It was long and ardently wished, that a collection of some of the most" beautiful melodies of antiquity could have been found among the ancient manuscripts that have escaped the ravages of time, in order to determine what kind of music it was, of which such wonders have been related; as examples would have been more decisive in proving the truth or falsehood of the effects that have been attributed to it, and its comparative excellence with the modern, than the strongest arguments that can be drawn from history, or the dark and dry musical treatises that are come down to us. But remains of this kind are not easily found: however, a few are still subsisting, of which I shall give a minute account. At the end of a Greek edition of the astronomical poems of Aratus, called Phenomena, and their Scholia, published at Oxford, in 1672, the anonymous editor, among several other pieces, has enriched the volume with three hymns, which he supposed to have been written by a Greek poet called Dionysius, of which the first is addressed to the Muse Calliope, the second to Apollo, and the third to Nemesis ; and these hymns are accompanied with the notes of ancient music, to which they used to be sung.
This precious manuscript, which was found in Ireland, among the papers of the famous archbishop Usher, was bought, after his decease, by Mr. Bernard, fellow of St. John's college, who communicated it to the editor, together with remarks and illustrations by the reverend Mr. Edmund Chilmead, of Christ-church, who likewise reduced the ancient musical characters to those in common use. It appears by the notes, that the music of these hymns was composed in the Lydian mode, and Diatonic genus. Vincenzo Galilei, father of the great Galileo, first published these hymns, with their Greek notes, in his Dialogues upon Ancient and Modern Music, printed at Florence, 1581, folio. He assures us, that he had them from a Florentine gentleman, who copied them very accurately from an ancient Greek manuscript, preserved in the library of cardinal St. Angelo, at Rome, which MS. likewise contained the treatises of music by Aristides Quintilianus, and Bryennius, since published by Meibomius and Dr. Wallis. The Florentine edition of these hymns entirely agrees with that printed at Oxford.
In 1602, Hercules Bottrigari mentioned the same hymns in his harmonical discourse, called Melone, printed at Ferrara, in 4to. But he derived his knowledge of these pieces, only from the Dialogues of Galilei ; however, he inserted, in the beginning of his book, some fragments of them in common notes ; but they were disfigured by a number of typographical errors.

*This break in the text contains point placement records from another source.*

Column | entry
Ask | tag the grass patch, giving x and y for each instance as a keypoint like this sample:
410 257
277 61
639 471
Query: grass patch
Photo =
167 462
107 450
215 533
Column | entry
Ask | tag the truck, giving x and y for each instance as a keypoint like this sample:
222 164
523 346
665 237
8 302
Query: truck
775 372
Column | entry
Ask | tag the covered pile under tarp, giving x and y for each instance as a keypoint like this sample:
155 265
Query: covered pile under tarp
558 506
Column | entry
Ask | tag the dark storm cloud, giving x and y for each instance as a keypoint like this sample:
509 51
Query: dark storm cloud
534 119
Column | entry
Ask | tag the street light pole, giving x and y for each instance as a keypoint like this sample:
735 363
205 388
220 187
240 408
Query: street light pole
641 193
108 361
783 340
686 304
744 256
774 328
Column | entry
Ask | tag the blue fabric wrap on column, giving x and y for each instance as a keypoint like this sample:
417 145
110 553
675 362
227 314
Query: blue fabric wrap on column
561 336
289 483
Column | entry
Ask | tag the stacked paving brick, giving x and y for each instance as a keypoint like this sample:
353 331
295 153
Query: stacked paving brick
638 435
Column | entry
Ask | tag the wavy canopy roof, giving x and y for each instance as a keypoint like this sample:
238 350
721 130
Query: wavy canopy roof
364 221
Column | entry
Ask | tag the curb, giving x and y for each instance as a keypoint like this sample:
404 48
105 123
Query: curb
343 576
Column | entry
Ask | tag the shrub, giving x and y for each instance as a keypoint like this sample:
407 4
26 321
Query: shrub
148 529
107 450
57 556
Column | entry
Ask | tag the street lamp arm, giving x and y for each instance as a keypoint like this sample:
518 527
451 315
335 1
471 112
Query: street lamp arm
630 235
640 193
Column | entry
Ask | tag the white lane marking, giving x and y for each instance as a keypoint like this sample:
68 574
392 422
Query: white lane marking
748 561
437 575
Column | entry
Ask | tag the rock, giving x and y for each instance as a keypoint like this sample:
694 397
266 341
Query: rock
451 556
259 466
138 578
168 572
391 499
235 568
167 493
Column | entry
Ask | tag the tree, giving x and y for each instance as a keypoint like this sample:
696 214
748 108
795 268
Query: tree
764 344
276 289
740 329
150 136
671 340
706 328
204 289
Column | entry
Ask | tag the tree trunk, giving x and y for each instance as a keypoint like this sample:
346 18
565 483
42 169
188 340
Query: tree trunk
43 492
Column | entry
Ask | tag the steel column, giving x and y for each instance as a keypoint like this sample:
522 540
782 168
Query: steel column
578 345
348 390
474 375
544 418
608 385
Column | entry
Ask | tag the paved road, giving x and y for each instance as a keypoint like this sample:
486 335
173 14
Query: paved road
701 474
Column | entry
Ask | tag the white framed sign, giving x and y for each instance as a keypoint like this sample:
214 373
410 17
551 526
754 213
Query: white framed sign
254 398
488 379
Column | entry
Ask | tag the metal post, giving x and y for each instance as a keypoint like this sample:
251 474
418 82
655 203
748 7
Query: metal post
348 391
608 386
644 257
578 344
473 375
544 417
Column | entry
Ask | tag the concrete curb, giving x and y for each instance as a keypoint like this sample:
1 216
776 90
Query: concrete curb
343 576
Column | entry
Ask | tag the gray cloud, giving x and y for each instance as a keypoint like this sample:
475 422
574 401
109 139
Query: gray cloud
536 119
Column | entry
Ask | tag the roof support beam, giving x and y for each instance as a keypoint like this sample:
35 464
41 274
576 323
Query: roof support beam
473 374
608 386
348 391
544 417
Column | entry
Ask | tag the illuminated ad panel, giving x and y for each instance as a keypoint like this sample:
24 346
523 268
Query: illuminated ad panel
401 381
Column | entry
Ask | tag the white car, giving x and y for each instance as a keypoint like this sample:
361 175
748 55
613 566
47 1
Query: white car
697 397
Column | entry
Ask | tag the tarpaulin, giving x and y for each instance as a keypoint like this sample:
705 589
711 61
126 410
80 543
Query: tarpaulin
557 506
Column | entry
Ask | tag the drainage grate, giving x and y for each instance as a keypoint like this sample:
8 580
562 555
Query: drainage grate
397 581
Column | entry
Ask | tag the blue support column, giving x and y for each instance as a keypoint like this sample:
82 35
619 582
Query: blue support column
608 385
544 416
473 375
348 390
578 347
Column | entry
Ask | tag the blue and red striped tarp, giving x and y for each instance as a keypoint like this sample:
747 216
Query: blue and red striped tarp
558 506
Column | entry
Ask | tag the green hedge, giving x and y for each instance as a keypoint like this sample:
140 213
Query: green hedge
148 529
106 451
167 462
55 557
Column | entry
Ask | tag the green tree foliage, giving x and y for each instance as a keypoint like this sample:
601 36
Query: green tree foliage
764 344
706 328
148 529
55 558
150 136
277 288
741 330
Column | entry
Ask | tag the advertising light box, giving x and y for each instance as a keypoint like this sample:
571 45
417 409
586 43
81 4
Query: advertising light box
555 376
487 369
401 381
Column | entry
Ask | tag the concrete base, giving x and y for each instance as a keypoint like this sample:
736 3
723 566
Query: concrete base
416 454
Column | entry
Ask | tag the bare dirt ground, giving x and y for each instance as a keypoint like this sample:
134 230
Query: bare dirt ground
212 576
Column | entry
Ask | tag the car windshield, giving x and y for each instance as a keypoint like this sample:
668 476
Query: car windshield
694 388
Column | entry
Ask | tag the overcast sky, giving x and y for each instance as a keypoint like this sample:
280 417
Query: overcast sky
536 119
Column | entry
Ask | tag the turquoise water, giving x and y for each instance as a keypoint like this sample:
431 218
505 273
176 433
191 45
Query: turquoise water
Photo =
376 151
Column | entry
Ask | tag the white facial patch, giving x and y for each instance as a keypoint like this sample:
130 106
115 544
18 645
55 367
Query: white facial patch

At length, in the year 1720, M. Burette published these three hymns, in the Memoirs of the Academy des Inscriptions, tome V. from a copy found at the end of a Greek manuscript in the king of France's library at Paris, No. 3221,, which likewise contained the musical treatises of Aristides Quintilianus, and of Bacchius senior. But though the words were confused, and confounded one with another, they appeared much more complete in this manuscript than elsewhere, particularly the hymn to Apollo, which had six verses more at the beginning ; and that to Nemesis, which, though deficient at the end in all the other editions, v/as here entire, having fourteen verses, exclusive of the six first.